Interactive and Dynamic Parameters Variation (SimuPec only):
All components parameters can be defined not only as constant values or as elements of the Simulink parameter vector p[0, 1, 2, …] but also as elements of the Simulink input vector u[0, 1, 2, …]. Components parameters can be interactively changed during the simulation by changing the value of the Simulink parameter vector in the Simulink model. They can also be dynamically defined by any Simulink’s block via the input vector u[0, 1, 2, …].
The number of basic components offered by SimuPec is very small compared to other simulators.
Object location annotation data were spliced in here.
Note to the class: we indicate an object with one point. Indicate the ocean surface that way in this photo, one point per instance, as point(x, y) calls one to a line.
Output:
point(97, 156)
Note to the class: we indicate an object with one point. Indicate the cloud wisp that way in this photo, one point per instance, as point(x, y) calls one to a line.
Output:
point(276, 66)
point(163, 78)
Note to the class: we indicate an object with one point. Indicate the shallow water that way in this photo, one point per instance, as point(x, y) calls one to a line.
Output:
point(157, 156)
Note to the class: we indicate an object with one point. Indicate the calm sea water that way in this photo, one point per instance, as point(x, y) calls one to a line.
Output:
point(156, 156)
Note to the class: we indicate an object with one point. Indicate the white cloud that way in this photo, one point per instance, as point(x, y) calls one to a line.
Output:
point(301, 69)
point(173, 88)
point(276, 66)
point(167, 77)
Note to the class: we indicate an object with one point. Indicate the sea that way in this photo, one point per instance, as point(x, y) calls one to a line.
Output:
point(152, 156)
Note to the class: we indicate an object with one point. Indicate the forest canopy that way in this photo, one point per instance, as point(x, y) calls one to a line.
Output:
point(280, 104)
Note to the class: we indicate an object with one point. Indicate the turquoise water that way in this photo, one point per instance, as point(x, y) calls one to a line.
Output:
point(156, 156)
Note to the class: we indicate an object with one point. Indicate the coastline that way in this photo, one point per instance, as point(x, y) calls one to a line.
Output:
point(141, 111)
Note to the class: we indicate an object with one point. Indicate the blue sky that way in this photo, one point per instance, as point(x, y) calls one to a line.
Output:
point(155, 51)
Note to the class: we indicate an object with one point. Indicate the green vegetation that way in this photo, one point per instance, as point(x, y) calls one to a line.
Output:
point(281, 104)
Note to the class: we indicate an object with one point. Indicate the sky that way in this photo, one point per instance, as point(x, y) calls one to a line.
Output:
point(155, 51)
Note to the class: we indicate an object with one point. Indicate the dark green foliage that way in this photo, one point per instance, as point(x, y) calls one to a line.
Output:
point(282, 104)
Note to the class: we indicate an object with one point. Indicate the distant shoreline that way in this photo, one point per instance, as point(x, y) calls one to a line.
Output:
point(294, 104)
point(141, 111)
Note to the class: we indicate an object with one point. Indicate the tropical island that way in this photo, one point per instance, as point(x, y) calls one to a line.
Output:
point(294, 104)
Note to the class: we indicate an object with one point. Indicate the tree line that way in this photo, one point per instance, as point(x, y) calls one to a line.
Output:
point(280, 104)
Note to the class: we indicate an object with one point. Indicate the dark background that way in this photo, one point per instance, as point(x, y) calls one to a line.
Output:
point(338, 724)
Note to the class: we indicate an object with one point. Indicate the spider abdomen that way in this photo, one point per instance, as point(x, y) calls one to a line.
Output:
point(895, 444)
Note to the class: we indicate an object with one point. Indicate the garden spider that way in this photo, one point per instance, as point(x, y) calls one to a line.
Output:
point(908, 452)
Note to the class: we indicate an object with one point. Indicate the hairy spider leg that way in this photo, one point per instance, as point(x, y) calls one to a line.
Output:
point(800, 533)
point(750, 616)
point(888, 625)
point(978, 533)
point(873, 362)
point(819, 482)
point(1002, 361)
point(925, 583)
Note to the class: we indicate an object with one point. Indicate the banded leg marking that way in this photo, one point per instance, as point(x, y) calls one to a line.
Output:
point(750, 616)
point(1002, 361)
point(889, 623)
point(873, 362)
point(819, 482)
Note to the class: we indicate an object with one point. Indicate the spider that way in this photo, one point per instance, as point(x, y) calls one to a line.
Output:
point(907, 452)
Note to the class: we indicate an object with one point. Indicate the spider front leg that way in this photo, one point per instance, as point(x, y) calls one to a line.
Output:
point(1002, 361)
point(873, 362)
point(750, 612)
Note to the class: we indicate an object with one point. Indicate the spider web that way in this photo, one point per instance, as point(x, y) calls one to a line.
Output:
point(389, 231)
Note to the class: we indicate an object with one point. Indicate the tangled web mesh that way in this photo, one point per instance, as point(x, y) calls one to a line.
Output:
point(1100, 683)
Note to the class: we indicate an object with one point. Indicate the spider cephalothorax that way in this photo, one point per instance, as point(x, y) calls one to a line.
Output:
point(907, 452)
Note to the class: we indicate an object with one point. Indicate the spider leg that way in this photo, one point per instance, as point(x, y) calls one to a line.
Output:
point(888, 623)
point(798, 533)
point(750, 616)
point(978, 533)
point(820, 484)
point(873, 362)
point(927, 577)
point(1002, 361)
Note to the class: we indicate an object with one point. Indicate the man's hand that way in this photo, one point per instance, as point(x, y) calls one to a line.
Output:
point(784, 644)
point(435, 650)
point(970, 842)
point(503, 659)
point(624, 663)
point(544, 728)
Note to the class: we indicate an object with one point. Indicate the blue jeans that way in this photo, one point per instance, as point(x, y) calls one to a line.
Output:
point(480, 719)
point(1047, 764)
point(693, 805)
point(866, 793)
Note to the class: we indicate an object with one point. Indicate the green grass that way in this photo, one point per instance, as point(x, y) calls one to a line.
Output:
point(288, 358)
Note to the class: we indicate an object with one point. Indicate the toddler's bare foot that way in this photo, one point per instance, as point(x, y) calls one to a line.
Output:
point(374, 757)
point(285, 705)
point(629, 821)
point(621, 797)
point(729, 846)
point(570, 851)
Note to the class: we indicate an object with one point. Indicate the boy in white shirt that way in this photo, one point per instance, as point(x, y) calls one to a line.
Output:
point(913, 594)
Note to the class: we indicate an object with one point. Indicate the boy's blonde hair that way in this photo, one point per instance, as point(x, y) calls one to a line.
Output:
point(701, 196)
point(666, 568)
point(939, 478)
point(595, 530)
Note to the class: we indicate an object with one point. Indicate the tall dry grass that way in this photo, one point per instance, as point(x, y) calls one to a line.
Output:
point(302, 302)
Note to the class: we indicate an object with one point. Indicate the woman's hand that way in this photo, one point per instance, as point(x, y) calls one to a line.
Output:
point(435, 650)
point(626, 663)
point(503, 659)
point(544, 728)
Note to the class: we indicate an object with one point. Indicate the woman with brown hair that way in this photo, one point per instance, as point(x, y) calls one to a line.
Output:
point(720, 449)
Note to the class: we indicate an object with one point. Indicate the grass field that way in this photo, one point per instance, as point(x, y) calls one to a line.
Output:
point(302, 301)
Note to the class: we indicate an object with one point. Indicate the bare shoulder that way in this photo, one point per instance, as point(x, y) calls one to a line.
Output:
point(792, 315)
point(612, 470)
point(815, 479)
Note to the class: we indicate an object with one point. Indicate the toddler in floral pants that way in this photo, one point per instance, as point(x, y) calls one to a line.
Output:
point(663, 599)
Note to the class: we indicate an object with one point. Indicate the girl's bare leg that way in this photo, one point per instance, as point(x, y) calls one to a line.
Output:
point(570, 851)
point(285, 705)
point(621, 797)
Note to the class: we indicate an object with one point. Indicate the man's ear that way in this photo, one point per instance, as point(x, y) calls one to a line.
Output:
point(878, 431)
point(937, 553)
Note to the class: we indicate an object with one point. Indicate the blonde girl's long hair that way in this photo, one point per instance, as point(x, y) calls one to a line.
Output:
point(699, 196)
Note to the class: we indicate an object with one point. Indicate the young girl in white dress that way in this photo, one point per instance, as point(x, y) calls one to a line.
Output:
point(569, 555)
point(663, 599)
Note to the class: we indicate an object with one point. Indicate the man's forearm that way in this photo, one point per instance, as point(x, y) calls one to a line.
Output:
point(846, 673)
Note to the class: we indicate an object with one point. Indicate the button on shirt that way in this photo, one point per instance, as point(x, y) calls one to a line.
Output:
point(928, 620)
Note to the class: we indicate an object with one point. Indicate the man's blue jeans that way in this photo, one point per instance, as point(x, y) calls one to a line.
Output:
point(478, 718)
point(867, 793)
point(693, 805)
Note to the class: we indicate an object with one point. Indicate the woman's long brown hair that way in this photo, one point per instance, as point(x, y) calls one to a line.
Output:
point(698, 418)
There is only e.g. one general purpose Resistor . The same is true for the general purpose inductors, capacitors, voltage and current sources etc. The reason for this is the possibility of dynamic variation of the components parameters.
Modeling of Nonlinear and Time Variant Components:
SimuPec provide two methods to model nonlinear and time variant circuit components (R, L and C).
- You can use the built-in nonlinear circuit components (R_NL, L_NL and C_NL).
- The nonlinear resistance R_NL is modeled as a current source its value is a function of the voltage on R_NL, either as an equation i=f(v) or in tabular form.
- The nonlinear inductance L_NL is modeled also as a current source its value is a function of the flux linkage ψ of L_NL, either as an equation i=f(ψ) or in tabular form. The flux linkage on L_NL is caculated in simulink by integrating the voltage drop on L_NL.
- The nonlinear capacitance C_NL is modeled as a voltage source its value is a function of electrical charge on C_NL, either as an equation v=f(Q) or in tabular form. The electrical charge on C_NL is caculated in simulink by integrating the current through C_NL.
- You can use the built-in circuit components (R, L and C) and deliver the instantaneous value of the circuit components (R, L and C), depending on the current or voltage of these components, either as equations R=f(v), L=f(i) and C=f(v) or in tabular form.